Девушка горько усмехнулась.
— У нас много всего интересного. То, из-за чего я теперь там, где есть — интересный закон, введённый 15 лет назад. Проще говоря, я прячусь от армии. Мне осталось ещё три года тотального подполья — и я теоретически могу вернуться.
— От какой армии? Ты военная преступница? — не понял Хару.
— Звучит как идея! Ладно-ладно, объясняю толком: 17 лет назад сарматское правительство заметило, что с демографией у нас всё плохо, с армией тоже не очень: призывники-юноши уклоняются от полуторагодового долга Родине всеми правдами и неправдами. Ты полицейский, тебе, наверное, не понять, но у нас в армии мало кто хочет служить, а забирают туда всех парней от 18 до 30. То есть мой женишок мог бы сейчас неплохо смотреться в форме, если бы вдруг у него обнаружилось сарматское гражданство. А ты… сколько тебе там?
— Уже не годен. Мне 31.
— Повезло, — завистливо протянула Венда. — Так вот, наше Сарматское Вече решило убить всех зайцев сразу: школы объединили с детскими садиками, а в расписание для школьников добавили два новых предмета: основы военного дела для мальчиков и основы воспитания детей для девочек. План был гораздо хитрее, чем звучит: уроки для девочек не были обязательными. Вот только школьные психологи внимательно следили за тем, кто приходит и как ведёт себя с детьми. Я не просто так сказала, что видела геев только в аниме — в Сарматии нельзя любить любить своего пола. И менять пол тоже нельзя. А ещё нельзя быть чайлдфри. Ты спрашивал у меня, почему мальчиков я люблю только в теории? Вот так всё просто. 15 лет назад девочек, которые не проявили интереса к воспитанию детей, стали призывать в армию наравне с мальчиками. Казалось бы: десять лет бомжарской жизни — слишком высокая цена, чтобы не служить полтора года, да? Вот только не всё так просто. Нормально служить могут только контрактницы. Всех остальных в армии «учат жизни», — развела руками Венда. — Демография поправилась, пусть и за счёт сведённых с ума одиноких мамочек. Аборты у нас запрещены, знаешь ли. За их проведение положена смертная казнь. Как тебе у нас, а, японский кавайный милашка Хару? У нас в Сарматии очень здорово. Оставайся навсегда, а? — девушка со злостью смахнула непрошенную слезу.

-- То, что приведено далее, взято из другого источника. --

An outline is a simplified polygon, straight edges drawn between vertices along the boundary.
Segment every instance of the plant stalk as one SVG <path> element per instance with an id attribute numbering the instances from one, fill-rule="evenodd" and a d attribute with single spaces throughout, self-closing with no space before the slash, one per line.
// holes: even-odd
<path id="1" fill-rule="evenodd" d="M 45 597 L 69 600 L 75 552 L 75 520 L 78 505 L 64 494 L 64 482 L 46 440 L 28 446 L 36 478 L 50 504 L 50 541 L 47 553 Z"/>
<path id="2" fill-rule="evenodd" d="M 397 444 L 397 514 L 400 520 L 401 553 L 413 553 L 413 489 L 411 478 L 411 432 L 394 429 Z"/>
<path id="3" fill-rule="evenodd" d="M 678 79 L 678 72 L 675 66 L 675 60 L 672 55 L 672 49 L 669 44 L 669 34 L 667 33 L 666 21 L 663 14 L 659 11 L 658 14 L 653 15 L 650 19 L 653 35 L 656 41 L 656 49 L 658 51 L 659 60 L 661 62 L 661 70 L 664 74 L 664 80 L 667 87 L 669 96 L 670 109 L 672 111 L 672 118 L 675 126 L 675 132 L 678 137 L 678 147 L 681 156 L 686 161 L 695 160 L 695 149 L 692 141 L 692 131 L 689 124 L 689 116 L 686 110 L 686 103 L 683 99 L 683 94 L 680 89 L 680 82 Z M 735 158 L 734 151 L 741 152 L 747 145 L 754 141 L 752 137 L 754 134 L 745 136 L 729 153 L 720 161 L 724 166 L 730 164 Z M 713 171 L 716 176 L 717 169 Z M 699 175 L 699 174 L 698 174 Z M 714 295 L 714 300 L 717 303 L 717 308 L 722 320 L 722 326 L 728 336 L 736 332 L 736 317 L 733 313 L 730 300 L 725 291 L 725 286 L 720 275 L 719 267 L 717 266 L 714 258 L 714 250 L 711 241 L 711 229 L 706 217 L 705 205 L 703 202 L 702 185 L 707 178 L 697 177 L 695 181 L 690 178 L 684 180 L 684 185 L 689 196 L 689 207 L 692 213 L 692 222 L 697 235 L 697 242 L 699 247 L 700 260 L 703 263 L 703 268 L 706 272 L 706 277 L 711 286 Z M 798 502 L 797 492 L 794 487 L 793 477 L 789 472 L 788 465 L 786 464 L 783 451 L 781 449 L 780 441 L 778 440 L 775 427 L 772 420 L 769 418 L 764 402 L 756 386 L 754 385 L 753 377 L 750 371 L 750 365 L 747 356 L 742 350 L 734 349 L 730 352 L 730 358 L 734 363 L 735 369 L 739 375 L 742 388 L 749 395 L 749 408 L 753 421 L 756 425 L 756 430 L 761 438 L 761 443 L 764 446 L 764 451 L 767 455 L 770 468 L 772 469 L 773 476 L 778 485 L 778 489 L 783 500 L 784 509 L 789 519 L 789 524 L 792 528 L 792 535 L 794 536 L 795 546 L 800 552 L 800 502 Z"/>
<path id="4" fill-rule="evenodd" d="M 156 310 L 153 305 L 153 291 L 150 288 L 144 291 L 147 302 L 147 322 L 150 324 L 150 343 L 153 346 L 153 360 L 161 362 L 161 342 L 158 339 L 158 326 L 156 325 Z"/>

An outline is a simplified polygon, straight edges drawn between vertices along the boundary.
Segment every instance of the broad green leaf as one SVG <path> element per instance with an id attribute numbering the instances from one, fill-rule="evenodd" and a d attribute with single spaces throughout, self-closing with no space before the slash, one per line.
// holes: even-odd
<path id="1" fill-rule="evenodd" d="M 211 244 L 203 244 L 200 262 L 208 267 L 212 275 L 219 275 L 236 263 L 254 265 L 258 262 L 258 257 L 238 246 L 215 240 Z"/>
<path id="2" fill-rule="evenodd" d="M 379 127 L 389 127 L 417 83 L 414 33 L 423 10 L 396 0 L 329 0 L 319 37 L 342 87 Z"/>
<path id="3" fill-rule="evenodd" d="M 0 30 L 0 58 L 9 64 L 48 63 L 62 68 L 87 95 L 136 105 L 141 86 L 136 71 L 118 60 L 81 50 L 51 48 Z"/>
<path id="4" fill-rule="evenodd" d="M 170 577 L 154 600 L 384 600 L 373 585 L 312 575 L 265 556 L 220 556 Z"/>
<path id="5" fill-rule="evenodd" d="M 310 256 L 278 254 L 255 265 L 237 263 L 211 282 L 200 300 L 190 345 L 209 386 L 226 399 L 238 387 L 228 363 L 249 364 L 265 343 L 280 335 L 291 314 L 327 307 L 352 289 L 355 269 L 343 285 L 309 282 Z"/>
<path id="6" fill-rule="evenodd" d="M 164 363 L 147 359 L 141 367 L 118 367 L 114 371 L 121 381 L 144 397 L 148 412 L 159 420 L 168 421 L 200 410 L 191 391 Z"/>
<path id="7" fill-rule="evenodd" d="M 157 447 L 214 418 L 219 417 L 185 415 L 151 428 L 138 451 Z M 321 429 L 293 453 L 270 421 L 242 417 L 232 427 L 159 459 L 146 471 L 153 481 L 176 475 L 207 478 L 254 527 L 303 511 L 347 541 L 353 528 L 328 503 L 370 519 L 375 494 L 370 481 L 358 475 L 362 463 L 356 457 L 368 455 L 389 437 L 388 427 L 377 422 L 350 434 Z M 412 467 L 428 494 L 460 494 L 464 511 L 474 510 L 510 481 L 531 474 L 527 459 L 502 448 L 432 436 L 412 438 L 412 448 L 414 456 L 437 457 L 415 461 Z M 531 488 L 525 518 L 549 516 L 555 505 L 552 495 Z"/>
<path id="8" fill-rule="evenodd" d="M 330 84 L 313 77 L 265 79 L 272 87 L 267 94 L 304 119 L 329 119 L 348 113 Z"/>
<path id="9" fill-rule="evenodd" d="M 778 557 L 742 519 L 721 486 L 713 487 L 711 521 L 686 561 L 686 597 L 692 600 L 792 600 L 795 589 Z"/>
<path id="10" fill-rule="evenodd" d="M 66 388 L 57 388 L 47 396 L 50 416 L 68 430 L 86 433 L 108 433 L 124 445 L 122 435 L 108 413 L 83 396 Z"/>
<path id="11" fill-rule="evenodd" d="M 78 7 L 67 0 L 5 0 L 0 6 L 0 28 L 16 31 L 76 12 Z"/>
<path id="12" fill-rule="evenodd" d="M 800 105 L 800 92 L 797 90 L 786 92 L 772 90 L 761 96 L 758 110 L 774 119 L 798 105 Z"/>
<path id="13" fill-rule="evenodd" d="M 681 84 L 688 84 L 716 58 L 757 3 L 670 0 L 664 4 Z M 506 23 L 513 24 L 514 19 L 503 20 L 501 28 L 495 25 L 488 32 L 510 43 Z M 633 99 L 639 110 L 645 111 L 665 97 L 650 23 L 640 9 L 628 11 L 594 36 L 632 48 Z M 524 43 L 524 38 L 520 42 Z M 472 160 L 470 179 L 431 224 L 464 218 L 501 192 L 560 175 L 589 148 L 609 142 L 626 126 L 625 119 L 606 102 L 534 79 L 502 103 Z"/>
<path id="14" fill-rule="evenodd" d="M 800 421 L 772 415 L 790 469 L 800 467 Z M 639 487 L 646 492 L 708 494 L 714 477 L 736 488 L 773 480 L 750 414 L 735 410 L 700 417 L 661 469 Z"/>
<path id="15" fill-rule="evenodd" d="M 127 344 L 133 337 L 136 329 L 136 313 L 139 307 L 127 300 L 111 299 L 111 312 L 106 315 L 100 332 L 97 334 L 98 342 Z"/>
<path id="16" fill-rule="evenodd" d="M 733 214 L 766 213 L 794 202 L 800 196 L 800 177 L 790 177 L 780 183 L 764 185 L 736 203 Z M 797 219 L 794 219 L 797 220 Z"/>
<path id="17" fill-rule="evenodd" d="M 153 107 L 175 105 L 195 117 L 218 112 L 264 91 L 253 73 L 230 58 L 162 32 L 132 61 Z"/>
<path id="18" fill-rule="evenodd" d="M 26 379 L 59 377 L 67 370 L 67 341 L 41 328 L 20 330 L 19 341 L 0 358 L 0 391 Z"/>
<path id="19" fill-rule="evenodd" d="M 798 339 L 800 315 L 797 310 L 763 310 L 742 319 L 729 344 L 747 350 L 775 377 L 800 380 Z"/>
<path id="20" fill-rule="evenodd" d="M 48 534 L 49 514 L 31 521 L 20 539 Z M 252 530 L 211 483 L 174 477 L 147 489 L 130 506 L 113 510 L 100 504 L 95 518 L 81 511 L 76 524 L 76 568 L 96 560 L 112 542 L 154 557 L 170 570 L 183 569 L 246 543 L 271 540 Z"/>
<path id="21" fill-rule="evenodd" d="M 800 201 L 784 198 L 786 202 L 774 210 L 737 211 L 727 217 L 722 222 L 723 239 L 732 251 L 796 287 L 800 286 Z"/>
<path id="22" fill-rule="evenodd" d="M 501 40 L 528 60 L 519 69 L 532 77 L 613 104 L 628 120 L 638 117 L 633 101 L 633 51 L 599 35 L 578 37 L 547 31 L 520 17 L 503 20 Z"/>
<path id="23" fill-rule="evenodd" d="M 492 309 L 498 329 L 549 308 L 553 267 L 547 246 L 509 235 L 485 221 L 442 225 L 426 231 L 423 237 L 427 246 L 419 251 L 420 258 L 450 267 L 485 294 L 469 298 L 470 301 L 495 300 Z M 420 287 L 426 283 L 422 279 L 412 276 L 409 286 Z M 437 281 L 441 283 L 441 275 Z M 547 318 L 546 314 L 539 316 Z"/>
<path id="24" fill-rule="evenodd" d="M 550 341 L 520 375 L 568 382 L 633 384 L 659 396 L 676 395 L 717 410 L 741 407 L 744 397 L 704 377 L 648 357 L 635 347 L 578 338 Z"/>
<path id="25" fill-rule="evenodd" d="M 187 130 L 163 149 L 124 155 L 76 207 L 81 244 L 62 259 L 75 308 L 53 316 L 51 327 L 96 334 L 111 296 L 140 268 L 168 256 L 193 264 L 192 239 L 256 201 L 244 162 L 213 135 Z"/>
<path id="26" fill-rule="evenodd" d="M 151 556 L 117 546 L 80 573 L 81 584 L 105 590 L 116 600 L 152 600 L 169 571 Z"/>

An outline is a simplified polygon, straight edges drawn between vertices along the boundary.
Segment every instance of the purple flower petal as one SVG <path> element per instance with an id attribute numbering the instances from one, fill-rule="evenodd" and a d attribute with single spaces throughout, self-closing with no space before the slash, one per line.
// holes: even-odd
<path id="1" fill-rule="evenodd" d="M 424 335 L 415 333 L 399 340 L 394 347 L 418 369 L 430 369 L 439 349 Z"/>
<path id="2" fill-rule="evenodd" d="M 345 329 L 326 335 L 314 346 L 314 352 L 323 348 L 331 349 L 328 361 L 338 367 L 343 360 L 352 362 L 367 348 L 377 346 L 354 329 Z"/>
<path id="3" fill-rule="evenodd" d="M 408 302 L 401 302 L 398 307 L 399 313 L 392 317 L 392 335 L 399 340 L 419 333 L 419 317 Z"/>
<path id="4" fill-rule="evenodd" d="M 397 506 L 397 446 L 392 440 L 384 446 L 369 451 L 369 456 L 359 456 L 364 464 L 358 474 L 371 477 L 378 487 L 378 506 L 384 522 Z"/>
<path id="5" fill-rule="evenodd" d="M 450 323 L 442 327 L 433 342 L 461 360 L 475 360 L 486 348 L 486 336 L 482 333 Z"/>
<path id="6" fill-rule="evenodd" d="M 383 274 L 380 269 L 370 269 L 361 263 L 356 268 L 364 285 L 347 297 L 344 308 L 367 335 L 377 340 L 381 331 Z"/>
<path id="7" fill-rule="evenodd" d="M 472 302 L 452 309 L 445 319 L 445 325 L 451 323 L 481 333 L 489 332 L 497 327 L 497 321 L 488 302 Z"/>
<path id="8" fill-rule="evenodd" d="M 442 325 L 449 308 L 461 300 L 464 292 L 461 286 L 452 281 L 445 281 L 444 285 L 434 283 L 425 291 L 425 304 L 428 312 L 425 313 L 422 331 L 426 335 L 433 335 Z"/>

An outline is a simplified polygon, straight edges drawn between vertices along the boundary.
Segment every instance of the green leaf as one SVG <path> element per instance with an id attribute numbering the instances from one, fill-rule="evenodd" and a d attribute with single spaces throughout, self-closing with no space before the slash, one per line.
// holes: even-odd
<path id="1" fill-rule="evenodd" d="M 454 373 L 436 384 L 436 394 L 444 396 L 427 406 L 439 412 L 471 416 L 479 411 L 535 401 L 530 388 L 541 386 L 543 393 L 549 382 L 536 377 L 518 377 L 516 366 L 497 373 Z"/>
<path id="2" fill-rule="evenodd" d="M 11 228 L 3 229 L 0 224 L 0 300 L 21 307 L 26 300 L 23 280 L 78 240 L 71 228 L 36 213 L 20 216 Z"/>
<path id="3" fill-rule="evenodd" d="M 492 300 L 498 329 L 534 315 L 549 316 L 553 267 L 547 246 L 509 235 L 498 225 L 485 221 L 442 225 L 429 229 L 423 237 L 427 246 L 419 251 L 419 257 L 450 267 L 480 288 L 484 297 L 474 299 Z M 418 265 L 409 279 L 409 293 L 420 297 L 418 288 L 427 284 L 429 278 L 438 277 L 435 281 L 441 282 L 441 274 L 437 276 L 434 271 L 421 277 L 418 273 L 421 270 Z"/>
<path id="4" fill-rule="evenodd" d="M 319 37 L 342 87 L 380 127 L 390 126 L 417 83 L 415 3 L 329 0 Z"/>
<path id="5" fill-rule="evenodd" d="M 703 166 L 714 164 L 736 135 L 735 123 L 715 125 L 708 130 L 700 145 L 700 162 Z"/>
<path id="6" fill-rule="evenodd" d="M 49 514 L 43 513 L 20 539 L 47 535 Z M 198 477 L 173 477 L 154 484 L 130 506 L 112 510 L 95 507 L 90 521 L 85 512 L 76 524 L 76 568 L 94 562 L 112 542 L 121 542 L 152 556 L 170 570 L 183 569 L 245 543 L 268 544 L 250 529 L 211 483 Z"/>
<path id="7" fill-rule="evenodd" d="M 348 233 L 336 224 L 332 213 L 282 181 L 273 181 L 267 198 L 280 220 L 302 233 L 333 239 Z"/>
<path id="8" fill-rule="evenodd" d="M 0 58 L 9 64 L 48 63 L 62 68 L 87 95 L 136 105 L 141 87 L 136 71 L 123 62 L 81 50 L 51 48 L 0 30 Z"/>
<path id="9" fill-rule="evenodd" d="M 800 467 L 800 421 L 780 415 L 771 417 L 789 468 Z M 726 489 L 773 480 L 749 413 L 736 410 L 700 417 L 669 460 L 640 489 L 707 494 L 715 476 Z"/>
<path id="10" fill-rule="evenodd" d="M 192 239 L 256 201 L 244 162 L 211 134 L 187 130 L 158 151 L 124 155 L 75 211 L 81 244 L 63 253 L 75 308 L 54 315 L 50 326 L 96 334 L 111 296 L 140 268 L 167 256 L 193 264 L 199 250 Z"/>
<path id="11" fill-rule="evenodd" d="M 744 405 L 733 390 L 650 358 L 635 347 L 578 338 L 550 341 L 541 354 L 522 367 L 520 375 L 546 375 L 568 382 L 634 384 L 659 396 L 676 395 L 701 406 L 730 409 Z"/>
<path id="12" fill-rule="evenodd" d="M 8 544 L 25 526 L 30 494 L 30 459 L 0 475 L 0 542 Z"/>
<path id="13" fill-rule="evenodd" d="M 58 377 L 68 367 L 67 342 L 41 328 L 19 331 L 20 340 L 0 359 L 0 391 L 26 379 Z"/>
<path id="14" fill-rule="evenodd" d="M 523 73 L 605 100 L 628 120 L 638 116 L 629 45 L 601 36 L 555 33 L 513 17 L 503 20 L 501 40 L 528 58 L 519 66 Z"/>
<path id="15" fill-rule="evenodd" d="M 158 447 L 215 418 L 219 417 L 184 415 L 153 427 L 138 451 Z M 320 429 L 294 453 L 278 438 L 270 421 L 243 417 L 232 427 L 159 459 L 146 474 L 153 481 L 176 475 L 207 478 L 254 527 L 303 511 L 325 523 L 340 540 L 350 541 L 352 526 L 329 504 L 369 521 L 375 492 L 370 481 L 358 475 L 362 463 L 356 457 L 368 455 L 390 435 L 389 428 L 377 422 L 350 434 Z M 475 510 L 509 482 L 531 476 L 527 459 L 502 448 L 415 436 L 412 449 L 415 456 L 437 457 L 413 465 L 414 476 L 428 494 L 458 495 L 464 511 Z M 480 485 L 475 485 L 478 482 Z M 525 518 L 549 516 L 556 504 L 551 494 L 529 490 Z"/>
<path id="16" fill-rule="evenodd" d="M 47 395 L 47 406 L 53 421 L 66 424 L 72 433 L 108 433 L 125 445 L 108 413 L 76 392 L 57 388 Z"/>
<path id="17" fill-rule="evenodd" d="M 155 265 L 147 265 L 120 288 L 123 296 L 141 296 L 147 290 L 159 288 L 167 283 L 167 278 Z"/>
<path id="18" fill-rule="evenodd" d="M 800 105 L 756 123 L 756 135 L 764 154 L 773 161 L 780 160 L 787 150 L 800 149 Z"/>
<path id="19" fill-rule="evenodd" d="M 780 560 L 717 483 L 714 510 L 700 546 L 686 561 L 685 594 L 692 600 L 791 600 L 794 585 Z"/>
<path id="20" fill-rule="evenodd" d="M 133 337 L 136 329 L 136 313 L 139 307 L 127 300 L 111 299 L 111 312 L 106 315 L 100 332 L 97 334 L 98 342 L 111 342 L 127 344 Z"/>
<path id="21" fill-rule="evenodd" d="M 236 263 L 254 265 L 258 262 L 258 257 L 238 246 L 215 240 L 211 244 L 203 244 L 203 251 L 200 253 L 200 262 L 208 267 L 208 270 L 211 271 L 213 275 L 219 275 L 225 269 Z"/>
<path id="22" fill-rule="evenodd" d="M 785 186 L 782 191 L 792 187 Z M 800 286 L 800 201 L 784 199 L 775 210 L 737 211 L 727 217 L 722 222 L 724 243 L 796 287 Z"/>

— Ты сбежала, чтобы не попасть в армию, — суммировал детектив. — Прости, пожалуйста, что поднял эту тему.
— Да нет, что ты, — махнула рукой Венда. — У вас в Японии для таких, как я, даже слово специальное есть, кажется, да? Не помню…
— Дзёхацу, — подсказал Хару.
— Именно. Что ж, у тебя ещё один вопрос.
«Разве вопросы ограничены?» — подумал детектив, но уточнять не решился. Вместо этого он спросил:
— Почему Венда? Это ведь не твоё настоящее имя, правильно?
— Теперь настоящее. Но вообще правильно. Ты как, детишек любишь?
— А? То есть?
— Важно для рассказа.
— В принципе да, — пожал плечами Хару.
— Своих нет?
— Не-а.
— Значит, можно рассказывать, — кивнула девушка. — Венда — это акроним. Вера, Елена, Нина, Диана, Алина.
— Кто это? Твои предки?
— В каком-то смысле. Это девушки, которые чуть больше десяти лет назад все вместе взяли и приехали в один весьма милый — каваии, так сказать! — детский дом. Девушки очень любили детишек — гораздо больше, чем весь персонал детского дома вместе взятый. Они подошли к малышам и рассказали им, что их ждёт, когда они вырастут. Рассказали, куда делись их мамы и какими мразями были их папы. Понимаешь, что это был за детский дом?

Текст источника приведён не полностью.